Кинна направилась к дочери. На стойках, столах и полках лежали семейные сокровища: наследство ее покойного мужа, доставшееся ему от царственного отца, и остатки ее собственного приданого. Царь Филипп устроил дочери пышную свадьбу, не скупясь на подарки. Она размышляла, что же взять с собой – в это рискованное путешествие. Дочке, конечно, не следует ехать ко двору с пустыми руками, но…

– Мама, тебя что-то тревожит. Может быть, ты волнуешься из-за того, что долго нет вестей от Пердикки?

– Да. Мне это не нравится.

– Как давно ты писала ему?

– Я ничего не писала. Это он любитель сочинять письма.

Повернувшись к полке, она взяла серебряный кубок.

– По-моему, ты что-то от меня скрываешь. Я уверена в этом. Почему Антипатр против нашего приезда? Неужели они собираются выбрать другого царя?.. Мама, не притворяйся, что не слышишь меня. Я уже не ребенок. Если ты тут же не скажешь всю правду, я вообще никуда не поеду.

Кинна повернулась к дочери, выражение ее лица еще несколько лет назад предвещало бы порку. Но сейчас высокая крепкая девушка неколебимо гнула свое.

Кинна поставила на место кубок с вырезанной на нем сценой охоты на вепря. Она закусила губу.

– Отлично, рано или поздно ты и сама бы все вызнала, но, наверное, чем раньше, тем лучше. Александр честно сказал мне, что это чисто формальная свадьба. Он предложил тебе богатство и титул, и я полагаю, что после торжеств ты могла бы, ко всеобщему удовольствию, отбыть домой.

– Ты никогда мне не говорила об этом?

– Нет, учитывая, что ты никогда не изъявляла желания торчать до старости в этой глуши. Успокойся и выслушай меня. Он всегда стремился лишь к примирению наших родов. И к тому же верил всему, что наговаривала его мать. Он поверил, что его брат родился идиотом.

– Ну да, уж если идиот, то с рождения. Я ничего не понимаю.

– Разве ты забыла каменщика Стратона?

– Но ему-то на голову упал камень.

– Верно. Он же не с младенчества начал нести бред и просить палку, когда ему хотелось хлеба. Он свихнулся из-за того камня.

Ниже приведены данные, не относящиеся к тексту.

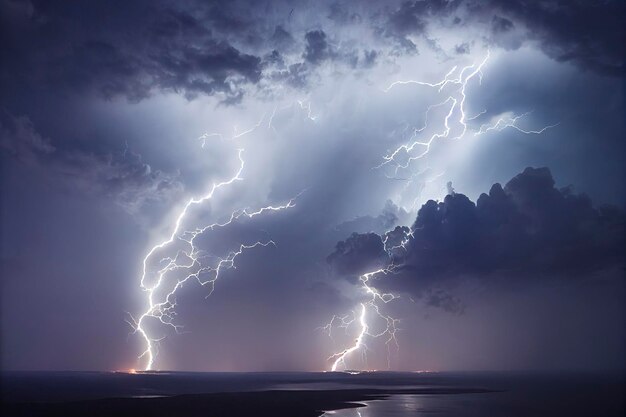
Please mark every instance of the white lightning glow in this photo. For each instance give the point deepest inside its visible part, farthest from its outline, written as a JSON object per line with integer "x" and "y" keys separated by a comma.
{"x": 161, "y": 300}
{"x": 454, "y": 90}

– Но всю свою жизнь я слышала, что Арридей – недоумок.

– Всю твою жизнь он и был таким. Тебе сейчас пятнадцать, а ему тридцать. Когда твой отец надеялся стать царем, он много рассказывал мне о родственниках Филиппа. Он говорил, что Арридей родился красивым и здоровым ребенком и хорошо развивался. Конечно, твой отец сам тогда еще был ребенком, и до него доходили лишь разговоры слуг, но он к ним прислушивался, когда речь шла о других детях. Они говорили, что Филипп был очень доволен этим мальчиком, а Олимпиада узнала об этом. И она поклялась, что отродье Филинны не сможет лишить ее сына трона. Арридей родился во дворце. Возможно, она отравила его чем-то или по ее наущению кто-то ударил его по голове. В общем, такие слухи дошли до твоего отца.

– Какая мерзкая женщина! Бедный ребенок, я не поступила бы так даже с собакой. Но что сделано, то сделано. Теперь же, наверное, ничего не исправить?

– Только врожденные идиоты плодят себе подобных. Дети Стратона вполне здоровы.

Эвридика потрясенно вздохнула. Ее руки невольно сжали копье, словно она собиралась обороняться.

– Нет! Вы же условились, что этого не потребуется. Даже Александр говорил так. Ты же мне обещала!

– Тише, тише. Никто тебе ничего и не предлагает. Я просто рассказала тебе правду. Теперь ты догадываешься, почему Антипатр против этой свадьбы, а Пердикка перестал нам писать? Они не хотят вашего брака. И даже боятся его.

Эвридика стояла спокойно, рассеянно поглаживая ладонью древко копья, отлично отполированное и очень крепкое, из твердой кизиловой древесины.

– По-твоему, они боятся, что я могу основать новую ветвь царского рода, потеснив ветвь Александра?

– Именно так я и думаю.

Рука девушки так сильно сжала древко, что побелели костяшки пальцев.

– Я согласна. Раз уж мне суждено отомстить за отца, то я согласна. Ведь он не оставил сыновей.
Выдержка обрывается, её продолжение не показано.